I would like to get your point of view on some database issues. I have following questions, please give your opinion about them.
Foreign Keys - My view is that although we face problems with foreign keys when we TRUNCATE data or in some other scenarios, but still we should stick to using them for referential integrity. This lets us throw the referential integrity problem off our shoulders to RDBMS. But a different opinion of some developers in our company is that FKs are totally un-required and create many problems including performance issues. And instead referential integrity should be managed in application code using object oriented concepts. What is your opinion on this?

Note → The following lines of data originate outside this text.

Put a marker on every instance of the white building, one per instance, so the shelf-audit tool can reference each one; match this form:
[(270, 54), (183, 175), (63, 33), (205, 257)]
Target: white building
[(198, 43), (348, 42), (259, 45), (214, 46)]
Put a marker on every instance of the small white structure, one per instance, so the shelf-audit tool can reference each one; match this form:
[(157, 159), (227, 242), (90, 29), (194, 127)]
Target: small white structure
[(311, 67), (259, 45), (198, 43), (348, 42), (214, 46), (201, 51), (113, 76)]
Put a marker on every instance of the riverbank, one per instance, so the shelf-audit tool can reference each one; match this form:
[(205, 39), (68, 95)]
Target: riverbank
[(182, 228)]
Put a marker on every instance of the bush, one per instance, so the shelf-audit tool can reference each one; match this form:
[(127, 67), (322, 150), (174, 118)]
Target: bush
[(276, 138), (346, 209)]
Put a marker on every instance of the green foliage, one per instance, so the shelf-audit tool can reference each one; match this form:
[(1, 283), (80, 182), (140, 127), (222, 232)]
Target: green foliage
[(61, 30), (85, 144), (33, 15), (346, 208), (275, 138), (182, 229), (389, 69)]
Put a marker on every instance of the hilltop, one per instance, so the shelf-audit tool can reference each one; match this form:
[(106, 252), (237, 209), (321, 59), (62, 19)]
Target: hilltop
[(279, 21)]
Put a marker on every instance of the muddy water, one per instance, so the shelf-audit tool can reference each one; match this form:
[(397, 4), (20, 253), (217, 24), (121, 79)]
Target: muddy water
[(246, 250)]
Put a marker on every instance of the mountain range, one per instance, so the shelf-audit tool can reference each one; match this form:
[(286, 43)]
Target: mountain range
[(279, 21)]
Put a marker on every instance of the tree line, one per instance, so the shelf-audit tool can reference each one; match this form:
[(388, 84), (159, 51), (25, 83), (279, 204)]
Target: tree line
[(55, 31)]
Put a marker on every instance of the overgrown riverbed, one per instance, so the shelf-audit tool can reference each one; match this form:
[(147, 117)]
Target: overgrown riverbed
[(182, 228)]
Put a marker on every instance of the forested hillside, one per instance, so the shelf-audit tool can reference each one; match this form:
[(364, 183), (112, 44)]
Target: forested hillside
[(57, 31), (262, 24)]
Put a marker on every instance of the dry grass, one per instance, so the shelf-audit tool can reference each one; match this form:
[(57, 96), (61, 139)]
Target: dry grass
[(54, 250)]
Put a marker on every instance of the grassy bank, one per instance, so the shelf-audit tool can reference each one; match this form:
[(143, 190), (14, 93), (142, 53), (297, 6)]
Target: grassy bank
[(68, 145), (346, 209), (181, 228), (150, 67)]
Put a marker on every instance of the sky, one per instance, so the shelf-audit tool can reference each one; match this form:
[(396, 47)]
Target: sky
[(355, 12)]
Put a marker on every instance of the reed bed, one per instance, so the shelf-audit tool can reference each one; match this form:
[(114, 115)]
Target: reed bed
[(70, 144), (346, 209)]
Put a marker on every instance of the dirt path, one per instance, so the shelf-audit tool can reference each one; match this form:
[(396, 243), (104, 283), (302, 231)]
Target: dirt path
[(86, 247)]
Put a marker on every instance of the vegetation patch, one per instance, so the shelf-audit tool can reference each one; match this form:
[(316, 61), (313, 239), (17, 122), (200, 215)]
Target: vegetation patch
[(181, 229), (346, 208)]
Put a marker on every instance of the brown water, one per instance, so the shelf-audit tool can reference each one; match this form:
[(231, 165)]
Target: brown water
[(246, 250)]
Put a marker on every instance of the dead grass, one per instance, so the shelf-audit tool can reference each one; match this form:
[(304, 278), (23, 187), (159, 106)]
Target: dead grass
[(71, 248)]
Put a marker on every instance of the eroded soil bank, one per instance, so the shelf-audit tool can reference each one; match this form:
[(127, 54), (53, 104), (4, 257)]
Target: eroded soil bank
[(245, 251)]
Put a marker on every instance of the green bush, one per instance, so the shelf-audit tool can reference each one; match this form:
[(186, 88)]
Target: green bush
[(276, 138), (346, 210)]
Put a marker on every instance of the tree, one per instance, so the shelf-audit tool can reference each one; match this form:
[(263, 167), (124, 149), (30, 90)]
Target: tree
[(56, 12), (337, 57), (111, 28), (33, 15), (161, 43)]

Different tables for pieces of data that look same but are logically different - We have many kinds of properties in our project - Component Properties, BOM properties, LineItem properties are some examples. Since each type of property has SAME columns (fields), so we have a single table for storing all properties. In addition, we have a column - parentid, which contains componentid for component properties, bomid for BOM properties and lineitemid for lineitem properties. parentid column is not mapped as a foreign key from any table. What I am suggesting is that either
a) we should have different table for different set of properties so that tables could be simply linked to their parent master table, OR
b) we should remove parentid from Property table, and create multiple 2-column tables for each type of property to link parent to property - that means create component_property_relation table for (componentid, propertyid) ,
bom_property_relation table for (bomid, propertyid) and similarly for lineitem properties.
But a different opinion here is that existing table is fine because all properties are having same number of columns and it is simple to manage single table instead of multiple. What is your opinion about it?

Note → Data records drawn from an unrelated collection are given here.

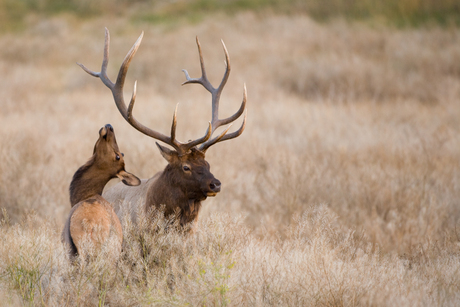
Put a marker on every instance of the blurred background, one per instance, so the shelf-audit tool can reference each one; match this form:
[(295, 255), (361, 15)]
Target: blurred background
[(352, 104)]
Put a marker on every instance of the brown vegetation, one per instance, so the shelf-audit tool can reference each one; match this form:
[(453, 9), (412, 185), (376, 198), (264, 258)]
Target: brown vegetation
[(343, 190)]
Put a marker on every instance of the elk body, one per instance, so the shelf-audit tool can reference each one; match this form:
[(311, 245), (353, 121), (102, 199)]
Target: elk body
[(92, 218), (186, 181)]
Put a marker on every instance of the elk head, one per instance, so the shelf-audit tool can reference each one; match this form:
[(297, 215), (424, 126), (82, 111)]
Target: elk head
[(106, 163), (187, 166)]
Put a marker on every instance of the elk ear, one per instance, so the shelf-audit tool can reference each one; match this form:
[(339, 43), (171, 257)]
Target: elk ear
[(128, 178), (166, 152)]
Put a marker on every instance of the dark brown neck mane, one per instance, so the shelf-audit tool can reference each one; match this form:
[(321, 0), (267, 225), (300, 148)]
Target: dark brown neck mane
[(168, 191), (86, 182)]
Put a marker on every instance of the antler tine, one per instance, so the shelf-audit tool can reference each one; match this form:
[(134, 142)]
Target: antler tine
[(216, 92), (224, 136), (117, 92)]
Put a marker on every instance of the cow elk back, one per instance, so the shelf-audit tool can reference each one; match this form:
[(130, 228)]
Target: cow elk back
[(92, 222)]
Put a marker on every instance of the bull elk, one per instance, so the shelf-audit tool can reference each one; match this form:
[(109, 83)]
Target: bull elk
[(92, 218), (186, 181)]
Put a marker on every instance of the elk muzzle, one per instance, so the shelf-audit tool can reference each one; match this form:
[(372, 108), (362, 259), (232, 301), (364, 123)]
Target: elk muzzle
[(214, 188)]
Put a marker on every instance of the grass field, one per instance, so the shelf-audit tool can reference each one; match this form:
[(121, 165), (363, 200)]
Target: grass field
[(343, 190)]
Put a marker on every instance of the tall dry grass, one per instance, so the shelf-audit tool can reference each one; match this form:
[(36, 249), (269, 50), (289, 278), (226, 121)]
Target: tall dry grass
[(343, 189)]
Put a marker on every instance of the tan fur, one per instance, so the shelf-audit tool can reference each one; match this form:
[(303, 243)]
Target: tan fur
[(92, 221), (95, 221)]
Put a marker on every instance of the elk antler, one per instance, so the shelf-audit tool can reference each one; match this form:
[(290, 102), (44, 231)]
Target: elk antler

- Surrogate Keys - Right now our company has text values acting as PKs. I am suggesting to change all of them to numeric surrogate keys to have small sized tables and fast retrieval. But a different opinion here is that text keys are descriptive and we want to keep them. What do you think about it?
1 - Use Foreign Keys. R.I is critical and letting the database do what it is good at is a sound strategy. Seems like the descenting developers aren’t looking at the problem from a DBA perspective If you use FK’s then you can comfortably reverse engineer your database along with the relationships giving a nice diagram by which the data can be understood WITHOUT reverting to code. As code matures, well defined relationships between entities often becomes the only source of documentation!

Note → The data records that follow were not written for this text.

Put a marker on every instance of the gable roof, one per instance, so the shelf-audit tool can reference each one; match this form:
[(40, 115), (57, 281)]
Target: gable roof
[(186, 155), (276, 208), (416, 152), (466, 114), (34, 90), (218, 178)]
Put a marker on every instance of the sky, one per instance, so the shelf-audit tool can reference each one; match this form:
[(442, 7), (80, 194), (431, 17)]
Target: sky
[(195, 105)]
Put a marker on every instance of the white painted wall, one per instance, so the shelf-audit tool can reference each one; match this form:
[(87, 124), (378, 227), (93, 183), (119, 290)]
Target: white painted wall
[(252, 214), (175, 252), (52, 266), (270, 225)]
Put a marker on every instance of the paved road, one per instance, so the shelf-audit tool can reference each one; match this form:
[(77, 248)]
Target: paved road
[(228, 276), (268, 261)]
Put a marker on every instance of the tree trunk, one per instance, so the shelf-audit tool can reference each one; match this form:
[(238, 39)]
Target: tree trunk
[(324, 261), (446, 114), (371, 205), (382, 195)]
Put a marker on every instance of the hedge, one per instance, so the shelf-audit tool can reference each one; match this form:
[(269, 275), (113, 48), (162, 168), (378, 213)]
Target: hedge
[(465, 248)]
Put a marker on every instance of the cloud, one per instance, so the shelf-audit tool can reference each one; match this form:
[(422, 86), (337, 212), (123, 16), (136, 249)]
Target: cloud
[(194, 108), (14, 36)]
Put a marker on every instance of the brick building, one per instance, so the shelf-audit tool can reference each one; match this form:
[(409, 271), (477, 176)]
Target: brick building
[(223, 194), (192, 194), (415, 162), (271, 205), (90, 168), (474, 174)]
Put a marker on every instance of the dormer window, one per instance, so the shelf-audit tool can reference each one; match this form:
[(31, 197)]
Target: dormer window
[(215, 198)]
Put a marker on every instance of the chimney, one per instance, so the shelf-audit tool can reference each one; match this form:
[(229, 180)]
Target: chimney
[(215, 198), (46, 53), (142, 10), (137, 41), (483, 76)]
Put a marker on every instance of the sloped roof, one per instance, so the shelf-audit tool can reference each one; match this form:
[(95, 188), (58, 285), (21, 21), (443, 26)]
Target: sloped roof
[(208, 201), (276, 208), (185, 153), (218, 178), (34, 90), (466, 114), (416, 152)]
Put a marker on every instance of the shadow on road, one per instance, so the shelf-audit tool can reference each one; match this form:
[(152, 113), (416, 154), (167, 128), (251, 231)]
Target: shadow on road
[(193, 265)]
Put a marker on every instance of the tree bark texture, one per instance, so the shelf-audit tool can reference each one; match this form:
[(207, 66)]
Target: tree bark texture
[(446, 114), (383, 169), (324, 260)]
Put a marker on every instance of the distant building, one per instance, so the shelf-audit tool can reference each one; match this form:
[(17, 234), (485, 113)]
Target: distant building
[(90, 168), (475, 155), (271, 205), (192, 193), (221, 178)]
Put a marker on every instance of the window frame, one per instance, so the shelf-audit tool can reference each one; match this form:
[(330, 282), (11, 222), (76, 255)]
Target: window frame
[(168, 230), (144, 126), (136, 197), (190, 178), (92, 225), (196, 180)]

2 - C.J Date - Database Primer - Parent/Child
3 - The ONLY time I would EVER consider using Alpha keys as PK’s would be for ISO standard data like Currency Code and Country Code - but I’ve never done it that way ! Are these same developers discussing performance in point 1 also advocating the use of the slower performing alphanumeric keys?
- Foreign Keys are required to establish business rules in RDBMS using its Codds Rule relational theory. It allows normalition and thus keeps all anolamies(Insertion, Deletion & Updation) away. This is required to allow the stored information/data to be used not only by any web application but also via any batch process or any other external systems. One cannot imagine any database that is so much focussed to be used only by said application which controls problems like data inconcistencies etc. Also in such case ,if the said web application is modified fot some reasons whole database can get corrupted.
One must have all refrerential integrity imposed in his database
- I see that you need TYPE-GROUP modeling pattern. In such a pattern, all similar types are clubbed as one Group and kept in one table. Different TYPES in each GROUP are further stored in child table. Both these tables are referentially integrated where GOUP is master and TYPE table is child.
You can create a table with all common properties and one additional column which is TYPE_CD and is Foreogn Key to a Master table that has all possible Types e.g. Component properties(COM), BOM, LI -Line Items etc.
This should solve all the problems.
- Usage of Surrogate / Business keys is based on customer needs. Using numeric/surrogate keys definetely helps in developing applications easily and faster in performance but at some places they deny customers of defining their data. Say… in a manufacturing firm if an engineer wants to define each part number as unique and the only identifier where Part Numbers follow some naming convention of the company and they just have to use it. You cannot imagine a system that forces them to use system defines part numbers.
Also there are many problems seen in integrating two applications if they use same surrogate keys. Say 1,2,3… is used to define ‘USERS’ in one application and very obviously the same for ‘USERS’ in another application. Now if the two applications are planned to be integerated , how would you intergate them together ? PKs in both the table have to be moved together in one USERS table.
I would say , based on requirement if customer input is required use Business Keys(alpha) else surrogate.